Construire écologique signifie généralement mettre en œuvre des matériaux naturels et recyclables, une isolation renforcée, un chauffage moins polluant, des capteurs solaires, une récupération d’eau de pluie. Un nouveau confort qui résulte avant tout de la conception bioclimatique : construire avec le climat, tirer parti de la topographie, rechercher des formes compactes, une orientation plein sud de l’habitat…
L’expression « maison à faible consommation énergétique » désigne donc une construction neuve (ou rénovée) dont la consommation énergétique est inférieure aux exigences légales. Au sein de cette famille, ont trouve la maison bioclimatique, qui dépense peu d’énergie en optimisant les apports extérieurs, la maison passive, à très faible consommation énergétique sans utilisation conventionnelle d'un chauffage, et enfin celle à énergie positive qui en génère plus que ses besoins.
Maison passive et maison bioclimatique
Ancêtre de la maison passive, la maison bioclimatique consomme environ 40 à 50 kWh/m² contre 15kWh/m² pour sa petite sœur. Elle utilise le climat et la nature comme des composants actifs des limitations de ses besoins en énergie et ses émissions de gaz à effet de serre. La maison bioclimatique est une maison dans laquelle les besoins énergétiques sont assurés en tirant le meilleur parti des énergies naturelles telles que le solaire, l’énergie thermique, la circulation naturelle de l’air dans la maison.
Le concept de maison passive est assez récent et vient d’Europe du Nord où la sur-isolation des bâtiments répond à la rudesse du climat. Il fait suite à une réflexion visant à réduire les consommations énergétiques inutiles dans la maison. Le terme de passif vient du fait que la maison est chauffée passivement sans apport de chauffage conventionnel. Atteindre ce standard passe tout d’abord, comme pour le bioclimatique, par une grande compacité de la maison et une orientation intelligente : la valorisation de l’énergie solaire accroît l’autonomie du bâtiment, réduisant ainsi sa consommation.
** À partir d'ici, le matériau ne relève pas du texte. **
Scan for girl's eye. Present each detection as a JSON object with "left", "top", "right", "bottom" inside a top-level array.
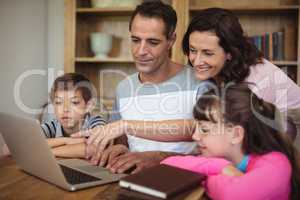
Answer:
[
  {"left": 189, "top": 48, "right": 197, "bottom": 53},
  {"left": 54, "top": 101, "right": 62, "bottom": 105}
]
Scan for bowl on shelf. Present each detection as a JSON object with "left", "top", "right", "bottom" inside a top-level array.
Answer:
[
  {"left": 92, "top": 0, "right": 142, "bottom": 8},
  {"left": 90, "top": 32, "right": 113, "bottom": 59}
]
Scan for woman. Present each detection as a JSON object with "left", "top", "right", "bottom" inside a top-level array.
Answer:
[{"left": 75, "top": 8, "right": 300, "bottom": 161}]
Avec une maison passive, l’isolation est telle que l’air froid ne peut pas entrer et que l’air chaud reste à l’intérieur : la maison est enfermée dans un cocon d’isolants en évitant au maximum les ponts thermiques.
Maison à énergie positive
La dénomination de maison à « énergie positive » désigne simplement une construction dont le bilan énergétique est positif, c'est-à-dire qu’elle produit plus d’énergie qu’elle n’en consomme. Il faut pour cela se doter d’équipements tels que pompes à chaleur, toit photovoltaïque, chauffage solaire…
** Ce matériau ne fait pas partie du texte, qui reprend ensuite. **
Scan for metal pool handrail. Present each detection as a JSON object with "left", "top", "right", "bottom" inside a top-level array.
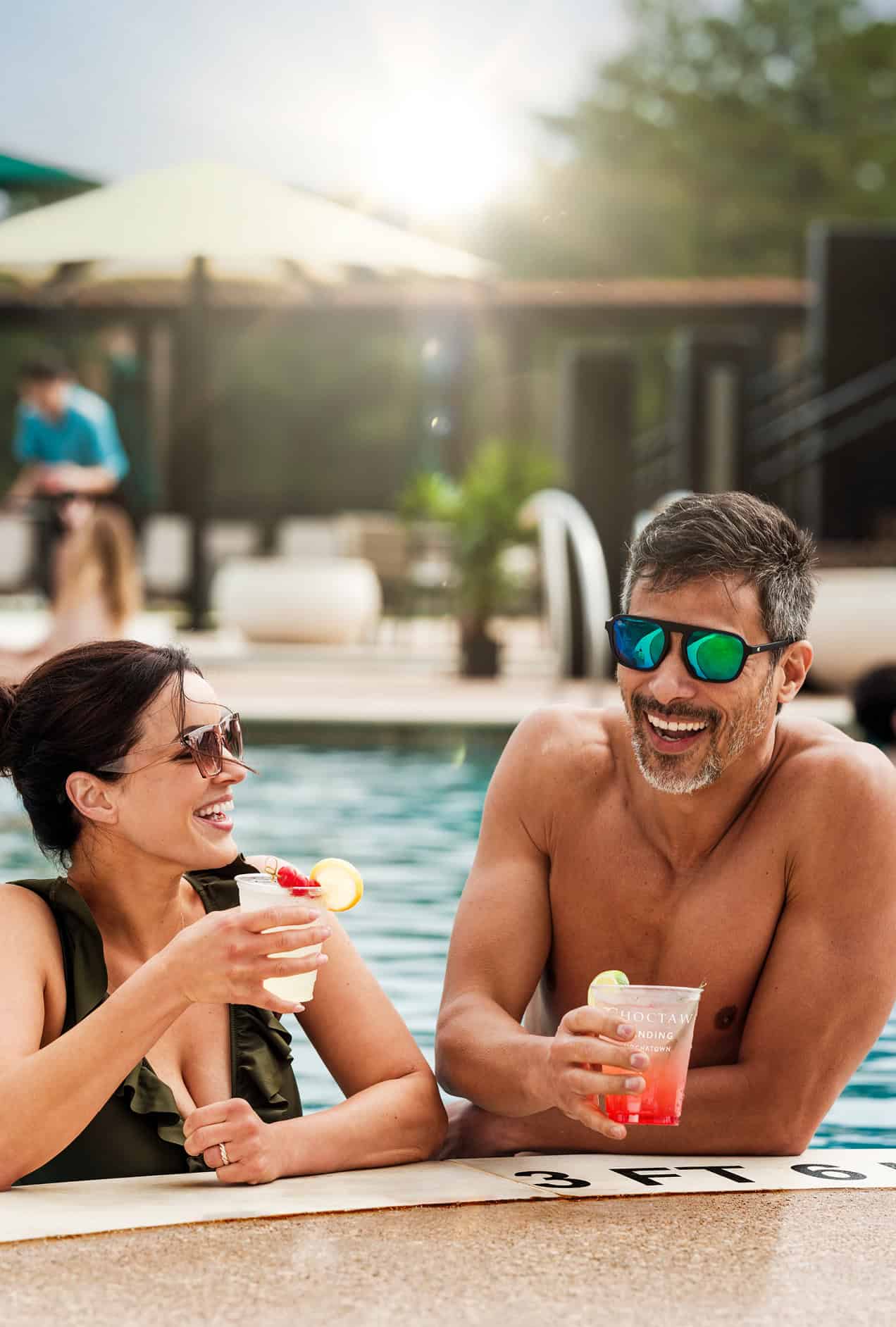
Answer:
[{"left": 519, "top": 488, "right": 614, "bottom": 677}]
La maison à énergie positive est souvent vue comme la panacée en matière d’habitat durable, car elle produit plus d’énergie qu’elle n’en consomme. Le souci est qu’elle produit souvent quand ce n’est pas utile et elle consomme autant que d’autres lorsqu’elle ne produit pas. Le gain final n’est pas évident, le tout pour des investissements très importants en matériel et un impact sur l’environnement pas forcément positif. Générer de l’énergie au prix fort ne doit pas se substituer à une diminution importante de la consommation. Une maison passive, de par sa faible consommation énergétique, est la bonne base pour une maison à énergie positive.
Coûteux, mais avantageux
Surfer sur la vague écologique à un coût. Compter 10 à 15 % de plus par rapport à une construction conventionnelle. Mais si l’investissement peut paraître conséquent, il ne faut pas oublier qu’une rénovation se fait en général pour les quarante ans à venir.
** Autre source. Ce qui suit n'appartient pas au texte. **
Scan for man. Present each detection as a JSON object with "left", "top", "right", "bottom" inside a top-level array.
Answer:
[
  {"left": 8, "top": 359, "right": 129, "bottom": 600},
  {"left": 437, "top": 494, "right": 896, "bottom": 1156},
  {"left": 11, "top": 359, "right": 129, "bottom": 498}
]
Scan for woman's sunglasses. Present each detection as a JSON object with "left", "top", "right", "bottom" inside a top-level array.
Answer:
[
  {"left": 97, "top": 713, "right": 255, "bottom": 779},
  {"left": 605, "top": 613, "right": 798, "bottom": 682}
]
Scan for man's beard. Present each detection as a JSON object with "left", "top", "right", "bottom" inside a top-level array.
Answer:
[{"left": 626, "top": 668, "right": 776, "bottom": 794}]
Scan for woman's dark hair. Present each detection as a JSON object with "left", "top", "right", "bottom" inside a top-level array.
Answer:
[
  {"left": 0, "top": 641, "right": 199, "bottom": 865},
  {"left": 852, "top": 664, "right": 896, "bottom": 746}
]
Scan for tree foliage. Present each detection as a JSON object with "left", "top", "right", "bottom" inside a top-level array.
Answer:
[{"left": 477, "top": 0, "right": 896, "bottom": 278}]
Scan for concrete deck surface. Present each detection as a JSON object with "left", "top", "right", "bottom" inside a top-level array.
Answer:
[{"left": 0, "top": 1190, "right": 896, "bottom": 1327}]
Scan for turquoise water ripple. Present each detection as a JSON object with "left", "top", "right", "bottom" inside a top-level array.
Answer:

Il paraît donc essentiel de réaliser un calcul sur le long terme. Une étude récente, réalisée par la banque de Zurich, démontre qu’une construction écologique se négociera dans les 30 prochaines années à un prix 12 % plus élevé que celui d’une construction traditionnelle. Et cela sans compter les gains considérables résultant de la réduction de la facture énergétique.